Tem
cabelos longos, apertados numa trança ruiva. Olhos grandes, verdes, e o rosto
salpicado de sardas. Usa um vestido vermelho e branco, com rendas e bordados.
Foi durante muito tempo a boneca favorita da Joana. A única que tinha um nome: Sofia.

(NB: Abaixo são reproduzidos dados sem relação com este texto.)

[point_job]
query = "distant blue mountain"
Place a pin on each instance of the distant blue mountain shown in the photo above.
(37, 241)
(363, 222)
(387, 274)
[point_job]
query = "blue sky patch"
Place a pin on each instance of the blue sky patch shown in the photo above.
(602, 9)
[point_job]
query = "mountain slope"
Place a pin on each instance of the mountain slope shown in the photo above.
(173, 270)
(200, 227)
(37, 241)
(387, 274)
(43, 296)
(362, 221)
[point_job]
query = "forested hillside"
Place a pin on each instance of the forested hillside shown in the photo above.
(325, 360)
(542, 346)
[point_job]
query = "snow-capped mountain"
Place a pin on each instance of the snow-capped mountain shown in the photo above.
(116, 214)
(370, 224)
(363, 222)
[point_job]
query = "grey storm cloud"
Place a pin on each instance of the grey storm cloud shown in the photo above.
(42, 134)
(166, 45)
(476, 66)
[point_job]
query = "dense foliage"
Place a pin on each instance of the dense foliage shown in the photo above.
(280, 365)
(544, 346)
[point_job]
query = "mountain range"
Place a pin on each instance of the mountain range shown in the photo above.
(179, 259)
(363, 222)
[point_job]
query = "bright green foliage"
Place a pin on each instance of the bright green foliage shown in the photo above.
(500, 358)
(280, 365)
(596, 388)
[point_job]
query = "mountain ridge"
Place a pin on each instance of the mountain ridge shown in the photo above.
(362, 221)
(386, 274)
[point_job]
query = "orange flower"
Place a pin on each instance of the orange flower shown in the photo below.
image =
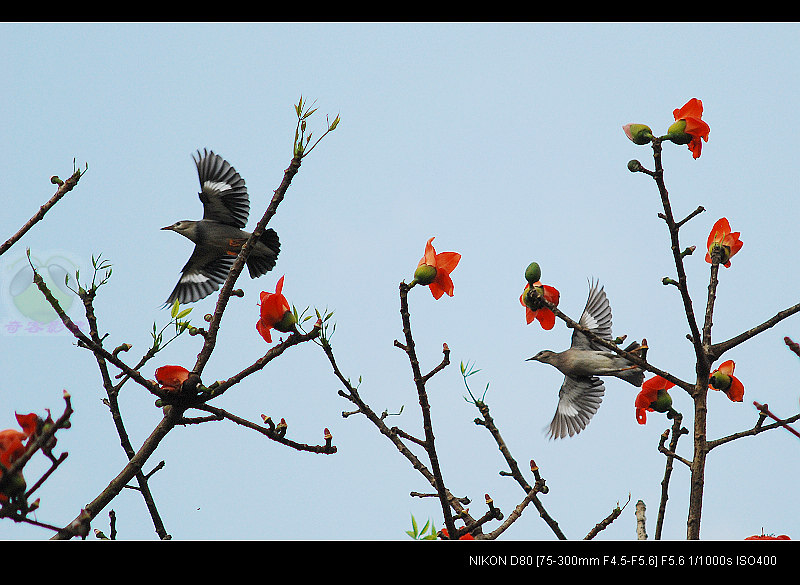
(275, 313)
(467, 536)
(12, 448)
(653, 398)
(723, 379)
(434, 270)
(171, 377)
(534, 309)
(689, 128)
(763, 536)
(723, 241)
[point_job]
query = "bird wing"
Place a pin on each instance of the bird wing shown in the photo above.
(222, 190)
(578, 400)
(204, 273)
(596, 317)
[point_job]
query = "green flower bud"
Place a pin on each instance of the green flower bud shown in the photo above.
(425, 274)
(638, 133)
(287, 323)
(634, 166)
(663, 402)
(676, 133)
(532, 297)
(533, 273)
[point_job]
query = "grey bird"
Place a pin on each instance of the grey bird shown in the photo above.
(582, 391)
(219, 236)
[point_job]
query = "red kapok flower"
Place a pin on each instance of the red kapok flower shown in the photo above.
(275, 313)
(689, 128)
(724, 242)
(653, 398)
(534, 309)
(763, 536)
(723, 379)
(467, 536)
(171, 377)
(12, 448)
(434, 270)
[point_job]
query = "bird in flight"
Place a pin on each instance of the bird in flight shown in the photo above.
(582, 391)
(219, 236)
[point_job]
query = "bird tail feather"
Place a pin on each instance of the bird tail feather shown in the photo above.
(259, 261)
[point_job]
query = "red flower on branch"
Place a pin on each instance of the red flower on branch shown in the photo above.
(653, 398)
(723, 242)
(275, 313)
(689, 128)
(763, 536)
(467, 536)
(434, 270)
(171, 377)
(534, 309)
(723, 379)
(12, 447)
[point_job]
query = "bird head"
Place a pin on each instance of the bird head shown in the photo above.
(544, 356)
(184, 227)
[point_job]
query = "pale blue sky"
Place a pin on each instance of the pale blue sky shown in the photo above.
(502, 140)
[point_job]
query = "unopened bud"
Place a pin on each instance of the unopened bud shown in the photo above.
(533, 273)
(425, 274)
(638, 133)
(720, 381)
(676, 133)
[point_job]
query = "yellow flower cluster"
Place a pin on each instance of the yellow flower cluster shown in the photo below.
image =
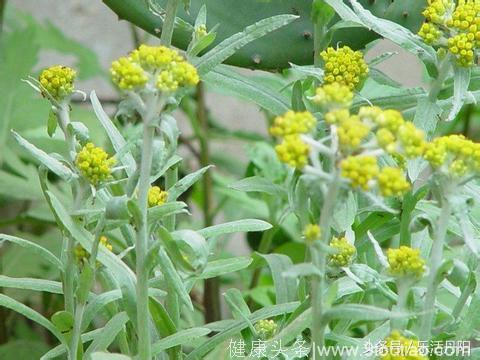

O pai tinha-lha trazido de uma das suas viagens à Alemanha. Outros tantos
brinquedos seguiram-se – era tripulante, passava a vida a voar –, mas Sofia era
especial. Um dia, o pai disse à Joana e aos seus primos algo que iria mudar a
vida daquela boneca. Explicou-lhes que havia muitos meninos, em Portugal e no
resto do mundo, que não tinham com que brincar. E que eles deviam ajudá-los
doando os brinquedos que já não queriam.
Com
uma lágrima a verter dos olhos, Joana agarra na pequena Sofia e entrega-a ao
pai. Ele faz o que já tinha feito com tantos outros brinquedos, roupas e até
com os produtos de higienete (sabonetes, champôs) que trazia dos hotéis onde
ficava a dormir. Sem saber o que estava a acontecer, Sofia vai parar ao
Sindicato do Pessoal de Voo da Aviação Civil (SNPVAC), onde está um dos pontos
de recolha de donativos da Take C’Air, uma plataforma de voluntariado que
nasceu graças à iniciativa de pessoas ligadas à aviação. Ali fica, vários dias,
sem perceber como a Joana tinha tido coragem de a abandonar assim, estando ela
ainda tão bem conservada. Pensava que era a sua melhor amiga...
Os
sacos e caixotes amontoam-se, de vez em quando alguém vem buscar, mas Sofia vai
ficando para trás. Até que, um dia, alguém agarra o saco onde ela está. Vai
parar a uma garagem em Linda-a-Velha. Umas mãos agarram-na no fundo do saco e
colocam-na numa estante. Confusa e aterrorizada, olha à volta, tentando
perceber onde está e o que tencionam fazer com ela. A vista é privilegiada.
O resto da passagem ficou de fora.